My kids are only 2 and 4 but we started saving a small amount each month as soon as we got their social security card numbers and could meet with our financial advisor to set up a 529 plan. We may not be able to fund our kids’ entire education and we don’t anticipate paying for everything related to their college expenses. I want them to chip in and have some skin in the game when they can start earning a little money. We plan to teach them the give, save, spend model very soon. My husband used to teach math and has had several of his prior students contact him years after high school to confirm that he was right about the compounding value of investing. Saving for college seems like one of those things we often “should” do and easily ends up on the back burner. Expenses come up, homes need repairs, and college is 18 years away…and then it’s not.

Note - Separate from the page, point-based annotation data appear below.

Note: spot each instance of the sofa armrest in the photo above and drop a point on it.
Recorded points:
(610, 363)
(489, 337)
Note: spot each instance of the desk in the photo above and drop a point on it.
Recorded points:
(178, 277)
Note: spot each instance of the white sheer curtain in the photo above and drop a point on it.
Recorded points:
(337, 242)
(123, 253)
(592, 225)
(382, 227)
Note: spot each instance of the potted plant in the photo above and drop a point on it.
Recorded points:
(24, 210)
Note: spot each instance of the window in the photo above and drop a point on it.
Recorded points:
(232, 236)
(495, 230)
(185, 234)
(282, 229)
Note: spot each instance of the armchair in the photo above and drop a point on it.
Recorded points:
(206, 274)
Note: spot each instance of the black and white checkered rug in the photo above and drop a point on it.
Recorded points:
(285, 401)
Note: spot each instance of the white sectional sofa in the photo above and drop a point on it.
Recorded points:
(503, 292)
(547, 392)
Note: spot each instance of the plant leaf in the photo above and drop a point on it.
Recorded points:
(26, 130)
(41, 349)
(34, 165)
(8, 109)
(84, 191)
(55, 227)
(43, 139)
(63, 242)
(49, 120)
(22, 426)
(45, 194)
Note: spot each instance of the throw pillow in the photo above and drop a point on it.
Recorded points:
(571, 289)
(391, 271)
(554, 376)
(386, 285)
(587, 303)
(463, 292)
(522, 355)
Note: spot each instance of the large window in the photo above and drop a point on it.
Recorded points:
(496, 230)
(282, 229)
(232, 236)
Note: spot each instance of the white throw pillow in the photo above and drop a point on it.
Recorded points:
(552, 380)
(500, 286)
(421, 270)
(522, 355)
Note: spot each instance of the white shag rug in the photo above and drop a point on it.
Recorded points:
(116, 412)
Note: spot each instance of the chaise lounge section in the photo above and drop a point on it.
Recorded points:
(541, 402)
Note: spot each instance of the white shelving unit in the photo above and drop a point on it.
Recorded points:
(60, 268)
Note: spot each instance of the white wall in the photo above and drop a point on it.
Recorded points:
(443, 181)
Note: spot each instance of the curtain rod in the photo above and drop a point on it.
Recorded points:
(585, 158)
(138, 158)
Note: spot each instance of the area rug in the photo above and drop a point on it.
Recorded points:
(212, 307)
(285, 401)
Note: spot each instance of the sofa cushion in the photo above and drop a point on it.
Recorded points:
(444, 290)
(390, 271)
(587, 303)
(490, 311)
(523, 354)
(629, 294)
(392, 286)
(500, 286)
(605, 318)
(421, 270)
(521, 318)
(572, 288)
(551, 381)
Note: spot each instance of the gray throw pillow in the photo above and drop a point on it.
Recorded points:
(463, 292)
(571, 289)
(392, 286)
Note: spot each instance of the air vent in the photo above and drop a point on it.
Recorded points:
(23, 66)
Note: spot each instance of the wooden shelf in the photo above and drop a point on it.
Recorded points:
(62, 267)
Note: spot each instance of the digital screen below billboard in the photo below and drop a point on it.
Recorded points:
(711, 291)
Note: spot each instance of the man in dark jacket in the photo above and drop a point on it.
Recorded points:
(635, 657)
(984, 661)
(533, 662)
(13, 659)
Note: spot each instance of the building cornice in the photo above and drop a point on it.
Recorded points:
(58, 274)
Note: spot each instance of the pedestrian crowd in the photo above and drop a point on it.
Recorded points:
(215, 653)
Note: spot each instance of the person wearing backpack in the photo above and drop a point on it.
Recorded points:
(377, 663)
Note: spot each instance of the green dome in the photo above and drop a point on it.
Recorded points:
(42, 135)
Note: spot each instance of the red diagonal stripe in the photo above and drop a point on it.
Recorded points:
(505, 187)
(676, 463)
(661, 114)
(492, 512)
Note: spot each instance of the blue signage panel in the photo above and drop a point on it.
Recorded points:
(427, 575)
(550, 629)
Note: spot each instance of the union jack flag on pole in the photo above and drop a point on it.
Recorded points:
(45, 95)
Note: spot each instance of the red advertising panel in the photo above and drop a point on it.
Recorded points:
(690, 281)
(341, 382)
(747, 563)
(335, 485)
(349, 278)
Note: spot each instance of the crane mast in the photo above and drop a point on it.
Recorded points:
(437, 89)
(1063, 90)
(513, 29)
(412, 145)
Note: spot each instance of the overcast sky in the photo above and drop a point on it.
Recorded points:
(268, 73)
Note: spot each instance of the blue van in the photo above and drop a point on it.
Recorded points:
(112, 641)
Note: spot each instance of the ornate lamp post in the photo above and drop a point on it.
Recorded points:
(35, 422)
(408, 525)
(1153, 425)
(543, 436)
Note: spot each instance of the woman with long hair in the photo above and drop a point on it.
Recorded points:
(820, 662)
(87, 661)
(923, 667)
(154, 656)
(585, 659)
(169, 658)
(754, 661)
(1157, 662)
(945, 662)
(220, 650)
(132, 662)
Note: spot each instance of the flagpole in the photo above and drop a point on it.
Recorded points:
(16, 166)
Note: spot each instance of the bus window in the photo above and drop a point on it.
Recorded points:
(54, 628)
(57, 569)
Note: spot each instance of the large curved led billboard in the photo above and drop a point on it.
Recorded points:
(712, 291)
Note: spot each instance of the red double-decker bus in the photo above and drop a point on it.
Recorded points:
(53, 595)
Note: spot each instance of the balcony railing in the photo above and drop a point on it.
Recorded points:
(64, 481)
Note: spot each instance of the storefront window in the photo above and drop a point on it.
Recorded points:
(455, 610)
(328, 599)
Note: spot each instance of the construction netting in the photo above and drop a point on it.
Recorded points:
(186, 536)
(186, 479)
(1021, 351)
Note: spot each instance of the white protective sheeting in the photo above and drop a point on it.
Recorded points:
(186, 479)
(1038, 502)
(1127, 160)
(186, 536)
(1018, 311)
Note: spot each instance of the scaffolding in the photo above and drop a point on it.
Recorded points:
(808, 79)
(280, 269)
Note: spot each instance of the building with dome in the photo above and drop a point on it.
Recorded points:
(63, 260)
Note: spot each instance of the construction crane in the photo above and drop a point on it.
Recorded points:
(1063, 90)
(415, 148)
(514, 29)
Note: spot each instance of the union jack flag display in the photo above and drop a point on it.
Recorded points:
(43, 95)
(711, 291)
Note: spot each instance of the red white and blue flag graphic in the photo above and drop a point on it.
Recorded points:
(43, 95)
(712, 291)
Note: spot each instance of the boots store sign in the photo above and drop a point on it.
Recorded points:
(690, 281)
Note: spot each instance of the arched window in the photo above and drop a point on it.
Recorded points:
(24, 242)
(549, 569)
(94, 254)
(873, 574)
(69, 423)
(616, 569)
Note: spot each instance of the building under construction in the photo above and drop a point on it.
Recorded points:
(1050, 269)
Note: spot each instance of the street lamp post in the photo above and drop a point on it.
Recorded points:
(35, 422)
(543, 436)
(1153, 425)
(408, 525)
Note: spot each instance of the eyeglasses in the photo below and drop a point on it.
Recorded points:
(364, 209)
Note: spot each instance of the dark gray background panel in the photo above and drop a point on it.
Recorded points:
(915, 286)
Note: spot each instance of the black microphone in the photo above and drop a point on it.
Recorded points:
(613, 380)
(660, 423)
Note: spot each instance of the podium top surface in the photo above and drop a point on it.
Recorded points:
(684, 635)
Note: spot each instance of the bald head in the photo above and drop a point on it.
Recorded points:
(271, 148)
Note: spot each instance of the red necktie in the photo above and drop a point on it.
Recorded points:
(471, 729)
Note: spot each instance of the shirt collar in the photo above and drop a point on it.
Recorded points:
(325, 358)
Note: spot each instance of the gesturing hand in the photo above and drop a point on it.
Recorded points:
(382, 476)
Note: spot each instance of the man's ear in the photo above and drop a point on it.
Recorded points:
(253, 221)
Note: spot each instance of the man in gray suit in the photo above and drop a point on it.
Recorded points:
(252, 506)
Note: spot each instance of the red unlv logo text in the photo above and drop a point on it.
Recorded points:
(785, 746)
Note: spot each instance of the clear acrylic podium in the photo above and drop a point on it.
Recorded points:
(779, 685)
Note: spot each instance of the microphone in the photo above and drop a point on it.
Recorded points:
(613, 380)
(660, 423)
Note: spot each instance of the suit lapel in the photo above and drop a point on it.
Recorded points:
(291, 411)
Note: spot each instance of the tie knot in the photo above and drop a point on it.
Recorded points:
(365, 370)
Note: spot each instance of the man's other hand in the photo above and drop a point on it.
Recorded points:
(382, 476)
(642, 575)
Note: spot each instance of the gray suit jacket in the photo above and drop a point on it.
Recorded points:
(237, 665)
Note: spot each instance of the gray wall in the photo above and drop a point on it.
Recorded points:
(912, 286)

So you want to start saving for college – what now?

A Chinese proverb says “The best time to plant a tree was 20 years ago. The second best time is now.” No matter where you are on the journey of building the college savings account, determine your goals for financing your kids’ education now.

Set S.M.A.R.T. (Specific, Measurable, Achievable, Relevant and Time-Bound) goals for financing your kids’ education.

Here is a printable to help you put pen to paper and process using the prompts below.

Be specific: How much do you hope to contribute to your kid’s education? Educate yourself on how much college actually costs and consider the evolving cost of higher education. Maybe even grab Ron Lieber’s book The Price You Pay For College to get started in the process. What do you expect your kids to contribute, both from their own pocket or hopefully from scholarships and other aid?

Make it measurable: Contact a financial advisor and open a 529 account and discuss your contributions. Celebrate each year as you see the balance start moving up.

  • Did you know that even if the designated beneficiary does not go to college, you can use it for a variety of other family members?
  • You don’t need a different 529 account for each child. You can open one account in the oldest’s name and then revise the beneficiary once you’ve used the amount from the 529 for the first kid to go to college, so that you can use the account for other beneficiaries.
  • Funds from 529s can also go to paying ($10,000 per year) for K-12 school if that becomes a need before college.

Keep it achievable: Consider that this is a SAVINGS account which means you may have to give things up in order to start seeing that account balance grow. Auto-draft is your friend – whether it means $5 or $50 a month. If your friends and family want a practical gift for your kids, share the college fund as an example that means a lot to you in case they want to contribute as well.

{Read More: How to Finally Start and Keep a Budget}

Choose relevant goals: The length of time to save, the type of education your kids’ need/desire, and the location of the college they choose can all be factors.

Be mindful that this is a time-bound goal: Start making education a part of the discussion early and make a plan to bring the kids into the full discussion around paying for college BEFORE they enter 9th grade. Kids don’t stop growing. Are yours already in high school? Does it make sense to send bonus checks or tax refunds to an account to make some larger investments, if possible, to catch up? Should you forgo a family vacation every other year and catch up on college tuition?

Completing high school is a significant milestone for your children and for you! And, if it is important to you, your family will find a way to support your children as they pursue higher education in whatever way works. Start now and communicate as openly with your kids as possible throughout the journey. Good news, the tissues you’ll need for graduation night are cheap!